A petrified object is one that’s made of stone, but looks just like the tree or animal that used to exist before being filled in. The object looks just the same, but it’s hard and heavy and unchanging. In other words, in some very important ways, it’s completely unlike the original tree or animal.
I think the same thing happens to our perceptions of historical opinion. We look back and it feels as though there were clear sides to the issues and it’s obvious who believed what.
This feeling gets challenged as we learn that a significant minority of early Americans were against independence, or that some Jews supported the Nazi party.
I’m reading Aristocrats (no relation to the movie), about the lives of four sisters, daughters to a duke and great-granddaughters to a king.

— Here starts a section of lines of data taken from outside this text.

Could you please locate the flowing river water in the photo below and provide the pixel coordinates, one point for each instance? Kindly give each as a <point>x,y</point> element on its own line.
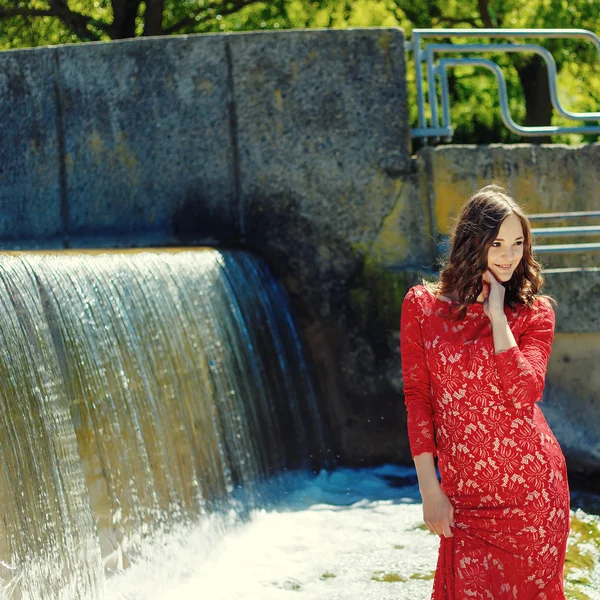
<point>160,438</point>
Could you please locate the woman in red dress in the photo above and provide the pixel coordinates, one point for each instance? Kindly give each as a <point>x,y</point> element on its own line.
<point>475,348</point>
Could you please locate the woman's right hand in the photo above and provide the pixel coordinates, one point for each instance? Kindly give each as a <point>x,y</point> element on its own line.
<point>438,512</point>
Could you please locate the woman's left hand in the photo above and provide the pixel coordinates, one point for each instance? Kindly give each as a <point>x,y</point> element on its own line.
<point>493,295</point>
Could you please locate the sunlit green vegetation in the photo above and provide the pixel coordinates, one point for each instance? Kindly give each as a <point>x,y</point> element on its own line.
<point>475,112</point>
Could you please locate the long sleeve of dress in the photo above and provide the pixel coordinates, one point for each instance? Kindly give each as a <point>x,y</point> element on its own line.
<point>416,379</point>
<point>522,368</point>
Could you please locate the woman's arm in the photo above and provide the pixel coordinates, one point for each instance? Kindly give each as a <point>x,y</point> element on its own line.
<point>415,375</point>
<point>522,367</point>
<point>438,512</point>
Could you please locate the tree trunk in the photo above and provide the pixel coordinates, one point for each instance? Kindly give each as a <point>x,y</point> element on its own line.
<point>538,107</point>
<point>153,19</point>
<point>125,12</point>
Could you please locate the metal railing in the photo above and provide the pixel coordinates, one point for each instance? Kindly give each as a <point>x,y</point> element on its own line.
<point>544,232</point>
<point>566,231</point>
<point>427,54</point>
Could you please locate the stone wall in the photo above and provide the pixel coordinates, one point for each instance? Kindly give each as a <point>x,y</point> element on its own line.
<point>295,145</point>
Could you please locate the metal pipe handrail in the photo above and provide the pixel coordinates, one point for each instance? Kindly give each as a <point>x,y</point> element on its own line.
<point>426,55</point>
<point>503,95</point>
<point>554,231</point>
<point>567,215</point>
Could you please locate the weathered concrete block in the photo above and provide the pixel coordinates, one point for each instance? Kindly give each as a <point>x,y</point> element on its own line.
<point>148,140</point>
<point>577,292</point>
<point>543,178</point>
<point>322,125</point>
<point>30,198</point>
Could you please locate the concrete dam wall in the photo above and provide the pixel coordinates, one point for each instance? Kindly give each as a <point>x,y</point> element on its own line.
<point>294,145</point>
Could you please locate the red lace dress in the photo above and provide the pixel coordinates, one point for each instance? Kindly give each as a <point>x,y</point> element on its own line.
<point>500,465</point>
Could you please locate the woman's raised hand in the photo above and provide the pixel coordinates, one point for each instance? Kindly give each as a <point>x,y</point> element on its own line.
<point>493,295</point>
<point>438,512</point>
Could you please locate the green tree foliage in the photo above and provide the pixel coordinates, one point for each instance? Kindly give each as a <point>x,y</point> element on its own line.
<point>474,97</point>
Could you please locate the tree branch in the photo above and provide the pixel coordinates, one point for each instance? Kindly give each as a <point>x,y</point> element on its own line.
<point>224,11</point>
<point>75,21</point>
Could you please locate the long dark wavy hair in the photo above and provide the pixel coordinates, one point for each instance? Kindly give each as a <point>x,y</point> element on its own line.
<point>471,236</point>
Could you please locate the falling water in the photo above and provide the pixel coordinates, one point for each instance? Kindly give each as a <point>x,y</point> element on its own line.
<point>139,391</point>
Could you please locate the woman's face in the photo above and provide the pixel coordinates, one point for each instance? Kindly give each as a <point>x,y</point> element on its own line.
<point>507,249</point>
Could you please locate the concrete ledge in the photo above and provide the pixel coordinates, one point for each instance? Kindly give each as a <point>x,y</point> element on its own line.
<point>30,180</point>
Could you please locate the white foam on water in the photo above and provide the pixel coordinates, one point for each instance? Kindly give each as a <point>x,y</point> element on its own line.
<point>345,534</point>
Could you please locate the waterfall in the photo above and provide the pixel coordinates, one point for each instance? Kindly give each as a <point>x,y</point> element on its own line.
<point>139,389</point>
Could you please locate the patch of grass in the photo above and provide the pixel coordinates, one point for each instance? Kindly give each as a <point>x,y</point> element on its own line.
<point>581,560</point>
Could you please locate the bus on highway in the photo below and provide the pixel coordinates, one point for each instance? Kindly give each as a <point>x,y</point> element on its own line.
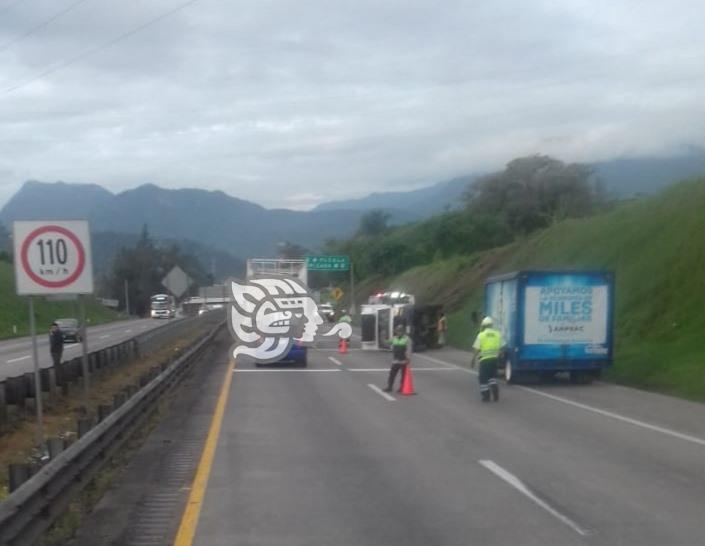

They were exceptionally well-connected (one sister was head bridesmaid at King George III’s wedding) and wealthy (the “poor” relation only had one house in the country and one in the city. The richest was married to the richest man in Ireland).
It’s a small part of the book, but each of the four sisters felt that the “rebels” were right and the king was wrong in 1776 and onwards. Throughout the war, they and their relatives considered the King’s position to be against liberty.
It reminds me again that that war was unpopular over there, and that the rebels won partly because so many people in England wanted to stop fighting. When thinking superficially, I just think about England being the bad guys and the Americans being the good guys. Of course, it’s never that simple.